Bundesaußenministerin Annalena Baerbock (Grüne) hat bei ihrem Besuch in Israel ein Ende des Gaza-Kriegs gefordert. Der Ende Mai von US-Präsident Joe Biden vorgestellte mehrstufige Plan für eine Waffenruhe zeige einen „klaren Weg zu diesem Ziel“ auf, sagte Baerbock am Montag bei einer Sicherheitskonferenz an der Reichman-Universität in der Stadt Herzlija. Zudem forderte sie erneut eine Zweistaatenlösung. Die Zweistaatenlösung sieht einen unabhängigen, mit Israel koexistierenden Palästinenserstaat vor.
Bidens Vorschlag könne eine Waffenruhe und die Freilassung der Hamas-Geiseln ermöglichen sowie zu einer „dauerhaften Sicherheit für Israelis und Palästinenser“ führen, sagte Baerbock in ihrer auf Englisch gehaltenen Rede. „Wir fordern die Hamas dringend auf, diesen Plan zu akzeptieren.“ Die radikalislamische Palästinenserorganisation habe diesen Krieg begonnen. „Und sie muss diesen Horror beenden“, betonte die Außenministerin.
Sie sei sich bewusst, dass die von Biden präsentierten Vorschläge in Israel nicht von allen befürwortet werden. „Einige fordern die Fortsetzung der israelischen Kontrolle über den Gazastreifen und einen Krieg, der unendlich lange andauert“, sagte Baerbock. „Ich möchte in aller Aufrichtigkeit fragen: Wie würde ein endloser Krieg die Sicherheit der Familien verbessern, die in ihre Häuser in Sderot, in Kirjat Schmona zurückkehren wollen?

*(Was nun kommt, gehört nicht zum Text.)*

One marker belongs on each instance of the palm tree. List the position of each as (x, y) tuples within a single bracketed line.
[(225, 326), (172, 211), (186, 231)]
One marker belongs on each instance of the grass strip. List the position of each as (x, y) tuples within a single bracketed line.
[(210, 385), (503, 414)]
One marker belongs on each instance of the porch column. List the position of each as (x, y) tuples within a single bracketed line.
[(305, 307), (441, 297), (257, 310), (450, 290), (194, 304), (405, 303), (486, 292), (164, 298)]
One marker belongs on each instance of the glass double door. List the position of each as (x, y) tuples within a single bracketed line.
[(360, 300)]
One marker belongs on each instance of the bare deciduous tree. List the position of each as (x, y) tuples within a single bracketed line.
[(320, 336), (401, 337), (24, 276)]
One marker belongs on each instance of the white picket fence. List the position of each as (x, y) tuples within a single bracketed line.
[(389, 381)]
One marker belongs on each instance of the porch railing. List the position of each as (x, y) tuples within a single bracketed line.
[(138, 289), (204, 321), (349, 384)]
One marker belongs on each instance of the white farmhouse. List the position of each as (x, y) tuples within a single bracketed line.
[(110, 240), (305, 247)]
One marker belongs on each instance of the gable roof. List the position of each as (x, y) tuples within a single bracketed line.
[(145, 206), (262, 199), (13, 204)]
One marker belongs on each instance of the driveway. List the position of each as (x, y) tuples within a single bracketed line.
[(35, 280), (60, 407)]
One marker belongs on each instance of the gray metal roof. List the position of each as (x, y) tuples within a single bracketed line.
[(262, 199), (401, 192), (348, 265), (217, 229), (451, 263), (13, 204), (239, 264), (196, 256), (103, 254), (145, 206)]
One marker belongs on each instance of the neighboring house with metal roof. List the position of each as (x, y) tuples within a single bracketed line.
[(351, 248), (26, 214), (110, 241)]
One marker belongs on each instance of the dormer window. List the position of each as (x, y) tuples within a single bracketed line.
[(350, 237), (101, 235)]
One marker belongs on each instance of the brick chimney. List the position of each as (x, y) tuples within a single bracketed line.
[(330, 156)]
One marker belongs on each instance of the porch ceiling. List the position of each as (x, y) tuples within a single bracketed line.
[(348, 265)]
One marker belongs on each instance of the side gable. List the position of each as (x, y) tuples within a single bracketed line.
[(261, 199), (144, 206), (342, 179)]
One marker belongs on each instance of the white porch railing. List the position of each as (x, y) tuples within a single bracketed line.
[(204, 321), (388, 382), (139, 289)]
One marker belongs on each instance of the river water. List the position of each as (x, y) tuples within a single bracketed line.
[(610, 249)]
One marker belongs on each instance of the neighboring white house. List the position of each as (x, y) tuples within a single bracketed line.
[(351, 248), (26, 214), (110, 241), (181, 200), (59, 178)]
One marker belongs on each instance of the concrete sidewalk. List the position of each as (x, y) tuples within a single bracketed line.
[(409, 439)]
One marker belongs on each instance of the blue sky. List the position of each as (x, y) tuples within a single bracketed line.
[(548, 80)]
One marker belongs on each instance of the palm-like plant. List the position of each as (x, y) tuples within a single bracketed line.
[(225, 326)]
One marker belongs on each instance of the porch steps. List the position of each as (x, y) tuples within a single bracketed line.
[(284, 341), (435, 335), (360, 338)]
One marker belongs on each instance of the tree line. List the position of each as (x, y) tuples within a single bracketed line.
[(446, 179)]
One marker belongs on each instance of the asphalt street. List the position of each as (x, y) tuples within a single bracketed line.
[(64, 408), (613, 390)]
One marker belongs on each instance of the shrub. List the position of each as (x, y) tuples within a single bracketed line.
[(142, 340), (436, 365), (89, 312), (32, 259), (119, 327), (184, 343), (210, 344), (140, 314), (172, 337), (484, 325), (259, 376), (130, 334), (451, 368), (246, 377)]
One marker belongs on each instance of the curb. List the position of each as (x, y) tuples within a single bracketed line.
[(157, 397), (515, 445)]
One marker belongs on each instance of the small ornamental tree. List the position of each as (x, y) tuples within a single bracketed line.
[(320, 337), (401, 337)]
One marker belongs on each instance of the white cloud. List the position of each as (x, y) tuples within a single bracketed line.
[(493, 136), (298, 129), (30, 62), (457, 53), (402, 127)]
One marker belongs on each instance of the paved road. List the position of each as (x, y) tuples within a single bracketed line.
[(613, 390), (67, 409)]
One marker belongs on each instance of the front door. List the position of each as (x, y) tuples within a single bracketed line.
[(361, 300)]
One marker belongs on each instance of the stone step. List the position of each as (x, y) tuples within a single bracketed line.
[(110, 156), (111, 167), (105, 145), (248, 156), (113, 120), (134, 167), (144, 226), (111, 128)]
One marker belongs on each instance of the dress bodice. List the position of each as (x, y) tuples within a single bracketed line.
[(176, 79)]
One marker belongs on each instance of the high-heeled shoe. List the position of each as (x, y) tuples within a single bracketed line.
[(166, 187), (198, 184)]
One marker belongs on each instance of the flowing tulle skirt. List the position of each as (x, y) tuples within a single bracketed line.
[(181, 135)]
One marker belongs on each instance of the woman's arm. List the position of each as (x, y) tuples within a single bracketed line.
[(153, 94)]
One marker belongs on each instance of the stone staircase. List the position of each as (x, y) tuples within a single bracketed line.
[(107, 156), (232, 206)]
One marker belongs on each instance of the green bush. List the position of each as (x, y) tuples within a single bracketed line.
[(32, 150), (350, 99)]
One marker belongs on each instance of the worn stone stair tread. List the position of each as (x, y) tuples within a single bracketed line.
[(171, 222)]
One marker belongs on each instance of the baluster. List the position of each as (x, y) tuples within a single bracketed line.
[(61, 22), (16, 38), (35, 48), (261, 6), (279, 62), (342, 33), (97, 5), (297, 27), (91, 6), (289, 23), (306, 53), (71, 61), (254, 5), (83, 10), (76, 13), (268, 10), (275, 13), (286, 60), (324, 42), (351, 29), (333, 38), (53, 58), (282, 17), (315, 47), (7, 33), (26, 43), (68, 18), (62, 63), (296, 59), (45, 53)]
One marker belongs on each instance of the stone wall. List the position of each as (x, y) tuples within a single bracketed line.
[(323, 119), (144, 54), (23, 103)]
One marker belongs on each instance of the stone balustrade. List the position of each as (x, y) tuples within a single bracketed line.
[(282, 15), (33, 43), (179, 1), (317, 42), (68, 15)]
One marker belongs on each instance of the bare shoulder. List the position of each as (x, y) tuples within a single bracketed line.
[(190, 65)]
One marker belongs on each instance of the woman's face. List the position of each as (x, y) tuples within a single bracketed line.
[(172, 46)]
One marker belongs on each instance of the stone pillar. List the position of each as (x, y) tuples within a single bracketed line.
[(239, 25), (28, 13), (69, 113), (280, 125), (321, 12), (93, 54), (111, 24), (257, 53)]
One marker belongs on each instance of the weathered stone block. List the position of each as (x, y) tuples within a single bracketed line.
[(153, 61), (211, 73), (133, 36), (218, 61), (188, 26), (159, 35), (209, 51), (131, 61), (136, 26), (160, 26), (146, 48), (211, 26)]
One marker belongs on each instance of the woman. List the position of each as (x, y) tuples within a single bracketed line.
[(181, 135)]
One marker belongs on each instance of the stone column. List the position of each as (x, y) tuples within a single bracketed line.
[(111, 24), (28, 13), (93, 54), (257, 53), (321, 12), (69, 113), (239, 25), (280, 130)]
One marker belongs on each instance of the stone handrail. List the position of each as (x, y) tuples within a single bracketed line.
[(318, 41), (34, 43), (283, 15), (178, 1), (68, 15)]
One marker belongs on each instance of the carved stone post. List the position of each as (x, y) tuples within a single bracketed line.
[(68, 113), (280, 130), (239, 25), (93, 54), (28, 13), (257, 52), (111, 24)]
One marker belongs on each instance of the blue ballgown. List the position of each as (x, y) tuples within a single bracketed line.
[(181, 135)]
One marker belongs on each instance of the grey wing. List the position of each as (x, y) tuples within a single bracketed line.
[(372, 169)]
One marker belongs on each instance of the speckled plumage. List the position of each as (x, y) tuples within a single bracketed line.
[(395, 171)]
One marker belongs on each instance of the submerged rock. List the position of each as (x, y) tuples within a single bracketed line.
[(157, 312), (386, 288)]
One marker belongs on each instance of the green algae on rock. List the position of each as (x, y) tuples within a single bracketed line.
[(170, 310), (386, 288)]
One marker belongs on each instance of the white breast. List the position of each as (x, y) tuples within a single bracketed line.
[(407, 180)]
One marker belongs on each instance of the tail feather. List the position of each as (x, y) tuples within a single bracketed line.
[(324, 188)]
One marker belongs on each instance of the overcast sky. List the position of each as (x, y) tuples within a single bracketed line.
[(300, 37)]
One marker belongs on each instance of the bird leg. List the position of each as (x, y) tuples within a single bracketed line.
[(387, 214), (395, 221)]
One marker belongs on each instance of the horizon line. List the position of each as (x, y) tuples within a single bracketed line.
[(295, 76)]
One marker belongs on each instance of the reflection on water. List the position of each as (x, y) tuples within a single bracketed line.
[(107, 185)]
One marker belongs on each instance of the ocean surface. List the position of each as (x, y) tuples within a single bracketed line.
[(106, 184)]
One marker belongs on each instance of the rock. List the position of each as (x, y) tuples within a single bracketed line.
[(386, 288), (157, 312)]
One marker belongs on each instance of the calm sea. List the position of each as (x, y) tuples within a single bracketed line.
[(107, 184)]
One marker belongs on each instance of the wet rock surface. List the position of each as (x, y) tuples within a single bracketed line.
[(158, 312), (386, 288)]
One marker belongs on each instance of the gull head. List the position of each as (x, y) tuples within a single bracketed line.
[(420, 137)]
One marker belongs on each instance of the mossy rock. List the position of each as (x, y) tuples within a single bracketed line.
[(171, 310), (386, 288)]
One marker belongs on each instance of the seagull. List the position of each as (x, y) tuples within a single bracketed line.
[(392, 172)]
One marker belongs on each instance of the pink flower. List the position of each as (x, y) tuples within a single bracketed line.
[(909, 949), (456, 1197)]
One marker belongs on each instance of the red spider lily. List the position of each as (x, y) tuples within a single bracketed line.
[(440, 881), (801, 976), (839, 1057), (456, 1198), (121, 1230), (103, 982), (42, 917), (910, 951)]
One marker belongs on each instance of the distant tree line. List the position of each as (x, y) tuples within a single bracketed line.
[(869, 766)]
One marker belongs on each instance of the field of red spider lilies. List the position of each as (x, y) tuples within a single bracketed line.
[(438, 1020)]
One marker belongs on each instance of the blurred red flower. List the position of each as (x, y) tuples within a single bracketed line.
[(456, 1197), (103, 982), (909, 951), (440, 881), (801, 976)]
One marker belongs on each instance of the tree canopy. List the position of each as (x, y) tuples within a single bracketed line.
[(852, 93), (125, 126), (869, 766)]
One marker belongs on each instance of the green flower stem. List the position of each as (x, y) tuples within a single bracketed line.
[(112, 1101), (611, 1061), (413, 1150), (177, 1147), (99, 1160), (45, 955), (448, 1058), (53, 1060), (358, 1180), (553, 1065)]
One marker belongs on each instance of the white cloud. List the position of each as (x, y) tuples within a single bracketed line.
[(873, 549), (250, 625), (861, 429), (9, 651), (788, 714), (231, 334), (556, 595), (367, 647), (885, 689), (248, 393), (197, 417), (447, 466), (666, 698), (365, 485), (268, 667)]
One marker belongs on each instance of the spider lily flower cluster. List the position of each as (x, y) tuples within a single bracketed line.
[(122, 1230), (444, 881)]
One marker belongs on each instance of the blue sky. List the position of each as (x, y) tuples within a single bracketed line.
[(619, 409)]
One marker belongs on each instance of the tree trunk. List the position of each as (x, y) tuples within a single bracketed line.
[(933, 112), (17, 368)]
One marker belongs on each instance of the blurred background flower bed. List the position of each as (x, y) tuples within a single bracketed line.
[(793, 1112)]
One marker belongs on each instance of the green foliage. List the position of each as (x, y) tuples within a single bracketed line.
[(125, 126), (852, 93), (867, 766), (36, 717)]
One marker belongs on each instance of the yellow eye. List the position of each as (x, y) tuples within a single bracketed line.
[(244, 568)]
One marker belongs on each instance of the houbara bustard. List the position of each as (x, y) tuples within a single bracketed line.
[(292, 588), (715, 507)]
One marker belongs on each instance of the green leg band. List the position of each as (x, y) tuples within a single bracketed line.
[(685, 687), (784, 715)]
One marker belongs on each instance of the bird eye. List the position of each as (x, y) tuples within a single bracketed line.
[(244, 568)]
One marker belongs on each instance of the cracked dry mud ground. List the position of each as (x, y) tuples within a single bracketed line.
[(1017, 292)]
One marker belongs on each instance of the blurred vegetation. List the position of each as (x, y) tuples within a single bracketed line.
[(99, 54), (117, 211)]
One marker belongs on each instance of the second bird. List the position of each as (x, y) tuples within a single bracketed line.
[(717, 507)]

Wie würde er das Leiden der Angehörigen der Geiseln beenden? Und wie würde mehr Leid in Gaza mehr Sicherheit für Israel bringen?“
Israel habe „echte Erfolge“ erzielt in seinen Bemühungen, die militärischen Fähigkeiten der Hamas zu zerstören, betonte Baerbock. Entscheidend sei auch, dass sich Israels arabische Nachbarn zusammengefunden hätten, um über Möglichkeiten nachzudenken, Sicherheit sowohl für Israel als auch die Palästinenser zu schaffen. „Darauf sollten wir aufbauen“, fügte die Grünen-Politikerin hinzu.
Weiter betonte Baerbock die Notwendigkeit einer Zweistaatenlösung, die ihrer Meinung nach „der beste Weg zu einem dauerhaften Frieden“ bleibe. Zudem sprach sie sich für eine Reform der Palästinensischen Autonomiebehörde aus – ohne die von ihr geschaffenen Strukturen jedoch „zu zerstören“.
Ähnlich äußerte sich während der Konferenz auch der US-Botschafter in Israel, Jacob Lew. Für eine Zeit nach dem Krieg im Gazastreifen seien eine „zivile Ordnung und eine zivile Verwaltung“ für das Küstengebiet notwendig, sagte er. Die US-Regierung sei davon überzeugt, dass „die Palästinensische Autonomiebehörde ein Teil davon sein muss“. Zudem bekräftigte er die Unterstützung der USA für eine Zweistaatenlösung.
Am Dienstag kommt Baerbock mit dem israelischen Außenminister Israel Katz in Jerusalem zusammen. Geplant ist zudem ein Gespräch mit dem neuen palästinensischen Regierungschef Mohammed Mustafa in Ramallah.
Baerbock reist dann nach eigenen Worten weiter in den Libanon. Die zunehmenden Spannungen an der Grenze zwischen Israel und dem Libanon nannte die Ministerin am Rande des EU-Außenministertreffens in Luxemburg „mehr als besorgniserregend“. Zuletzt war Baerbock Ende April im Nahen Osten, wo sie unter anderem den israelischen Ministerpräsidenten Benjamin Netanjahu traf.
Der Krieg zwischen Israel und der radikalislamischen Hamas war am 7. Oktober durch den beispiellosen Großangriff der Palästinenserorganisation auf Israel ausgelöst worden. Damals töteten islamistische Kämpfer nach israelischen Angaben 1194 Menschen und verschleppten 251 Menschen als Geiseln in den Gazastreifen, von denen sich nach wie vor 116 in dem Palästinensergebiet befinden. Nach Angaben der israelischen Armee sind 41 von ihnen bereits tot.
Als Reaktion auf den Hamas-Angriff geht Israel seither massiv militärisch im Gazastreifen vor. Nach Angaben des von der Hamas kontrollierten Gesundheitsministeriums, die nicht unabhängig überprüft werden können, wurden dabei bislang mehr als 37.600 Menschen getötet.